Beautiful Brochures and Alternative Shortlists

So I finally got my hands on the brochure to accompany the German Book Prize longlist, long overdue. And it's beautiful. Last year's brochure looked like a trade fair leaflet - a generic couple sitting on a bench with blue skies behind them, cheap paper, unimaginative layout. The content, of course, was fine stuff, but you kind of had to get past the appearances first. Now it's a really sexy little book, smaller pages so it weighs heavier in your hand, a plain black cover with a window onto the logo, a classy typeface. Ach!

And the content!

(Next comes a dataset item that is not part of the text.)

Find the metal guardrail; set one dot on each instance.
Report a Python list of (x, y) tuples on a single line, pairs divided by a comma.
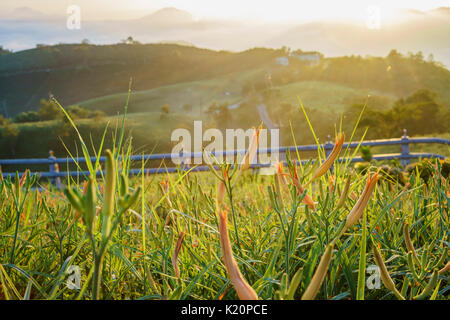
[(405, 156)]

You know those dull author portraits you get on the programme at readings or at the back of books? Born in Zurich in 1967, the author studied art history and wrote her first novel at the age of 24. She now lives in Berlin with her family. Well there's none of that here. The lovely Wolfgang Schneider and Holger Heimann have put together witty mini-biographies to front the extracts, plus you get an introduction by Schneider, an interview with a former judge, a piece by the writer Georg M. Oswald and a charmingly gossipy "Why didn't my book win?" article by the publisher Jochen Jung. The extracts are shorter than the mammoth sections available online - which is a good thing, believe you me. And they're also more representative of the books themselves rather than simply chucking the first chapter or two at the reader. Many thanks to KMS for making me get off my backside and get hold of it. If you can, do.

Of course now that the shortlist is out the world will forget all about the longlist, save for a few stickers on covers and forlorn displays in bookshops. The critics at Die Welt, meanwhile, have put together their own alternative shortlists for the book of the year. There are some great titles here: Kehlmann's Ruhm of course, but also Thomas Klupp's Paradiso, Thomas von Steinaecker's Schutzgebiet, Julia Schoch's Mit der Geschwindigkeit des Sommers, and many more. In fact many of the writers highlighted here are younger than the newspaper's target demographic by a long shot.